# Vertically challenged (short) guy fit question



## lemond111 (May 22, 2005)

I am a 31 y/o who is 5'4 1/2, 145 lb who wants advice to be fitted on a 585. Most likely will need a 49, just making sure a 49 would be ok since it is the smallest frame. I looked through the LOOK forum and most people are a little taller than me, so hard to compare. 
Here is my measurements, my pops and I did the competitive cyclist fit calculator.
INSEAM: 28.25 INCHES
TRUNK: 22.25
FOREARM: 12.5
ARM: 24.375
THIGH: 23.375
LOWER LEG: 19.875
STERNAL NOTCH: 52.75
BODY HEIGHT: 64.5

Don't know if that is to much info or not.
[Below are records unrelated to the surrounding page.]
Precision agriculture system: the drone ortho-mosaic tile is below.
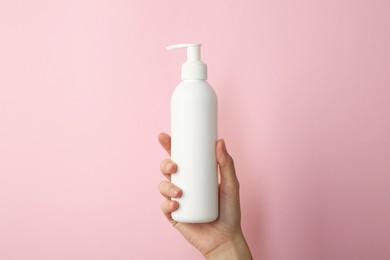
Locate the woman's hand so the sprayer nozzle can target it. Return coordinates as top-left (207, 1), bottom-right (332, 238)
top-left (158, 133), bottom-right (252, 260)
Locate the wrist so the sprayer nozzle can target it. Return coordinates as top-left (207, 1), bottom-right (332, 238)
top-left (205, 232), bottom-right (253, 260)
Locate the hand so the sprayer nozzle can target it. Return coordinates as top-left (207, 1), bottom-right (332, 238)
top-left (158, 133), bottom-right (252, 260)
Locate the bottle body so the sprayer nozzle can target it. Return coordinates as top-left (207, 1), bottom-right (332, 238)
top-left (171, 80), bottom-right (218, 223)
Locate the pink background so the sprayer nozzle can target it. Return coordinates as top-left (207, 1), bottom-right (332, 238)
top-left (0, 0), bottom-right (390, 260)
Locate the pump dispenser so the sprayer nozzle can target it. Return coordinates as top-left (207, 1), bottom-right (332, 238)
top-left (167, 44), bottom-right (218, 223)
top-left (167, 44), bottom-right (207, 80)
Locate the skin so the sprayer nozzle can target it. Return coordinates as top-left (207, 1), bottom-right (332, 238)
top-left (158, 133), bottom-right (252, 260)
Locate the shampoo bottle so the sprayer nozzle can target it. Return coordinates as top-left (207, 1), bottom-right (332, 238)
top-left (167, 44), bottom-right (218, 223)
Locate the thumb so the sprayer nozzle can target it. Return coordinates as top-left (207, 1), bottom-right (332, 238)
top-left (216, 139), bottom-right (239, 192)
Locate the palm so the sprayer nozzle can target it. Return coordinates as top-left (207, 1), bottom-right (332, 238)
top-left (159, 134), bottom-right (241, 255)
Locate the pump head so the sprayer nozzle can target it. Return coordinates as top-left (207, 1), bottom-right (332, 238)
top-left (167, 43), bottom-right (207, 80)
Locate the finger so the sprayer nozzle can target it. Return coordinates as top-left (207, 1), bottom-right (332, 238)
top-left (161, 200), bottom-right (179, 226)
top-left (160, 159), bottom-right (177, 180)
top-left (158, 133), bottom-right (171, 155)
top-left (158, 181), bottom-right (182, 199)
top-left (216, 139), bottom-right (239, 192)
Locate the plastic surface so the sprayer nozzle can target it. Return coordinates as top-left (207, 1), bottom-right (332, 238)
top-left (167, 43), bottom-right (207, 80)
top-left (171, 45), bottom-right (218, 223)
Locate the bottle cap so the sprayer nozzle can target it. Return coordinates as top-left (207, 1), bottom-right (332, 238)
top-left (167, 43), bottom-right (207, 80)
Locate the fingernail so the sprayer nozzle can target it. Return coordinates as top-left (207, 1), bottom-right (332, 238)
top-left (222, 139), bottom-right (227, 154)
top-left (165, 162), bottom-right (173, 171)
top-left (171, 188), bottom-right (180, 197)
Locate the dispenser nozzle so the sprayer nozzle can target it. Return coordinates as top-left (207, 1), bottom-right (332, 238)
top-left (167, 43), bottom-right (207, 80)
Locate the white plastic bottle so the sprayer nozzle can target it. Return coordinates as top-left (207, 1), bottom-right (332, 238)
top-left (167, 44), bottom-right (218, 223)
Per the fit calculator, I would need a Top Tube of 52 on a BMC Team Machine. The 49 LOOK frame has a 52 top tube.

Thanks


----------



## thpeyton (Jun 25, 2006)

My best advice would be to ride the bike. Go to a store that's my best advice. Even if people tell you what you should fit, it wouldn't matter. The best fit by standard might not be the best fit for you.


----------



## C-40 (Feb 4, 2004)

*couldn't ride any larger...*

If your inseam is an accurate cycling inseam, to saddle-like crotch contact in bare feet, then the standover height on the 49cm frame, at 71.7cm is identical to your inseam. Only your shoes will provide any standover clearance.


----------



## lemond111 (May 22, 2005)

Thanks guys for your words of wisdom. C-40, looks like that would be the right size. There is only one dealership that sells Look in St. Louis and they have a size 53. The ride was great. I did not want to talk to many specifics with the dealership since I will not be buying the frame from them, instead online, better deal. At that shop I rode a Scott CR1 and cannonadale six-13 but the Look one.
Now that the frame has been decided on, next is the wheels. I have been doing a lot of research on this forum, sounds like I need to test ride a few of the wheelsets and go from there. Everyone has their favorites. 
Todd


----------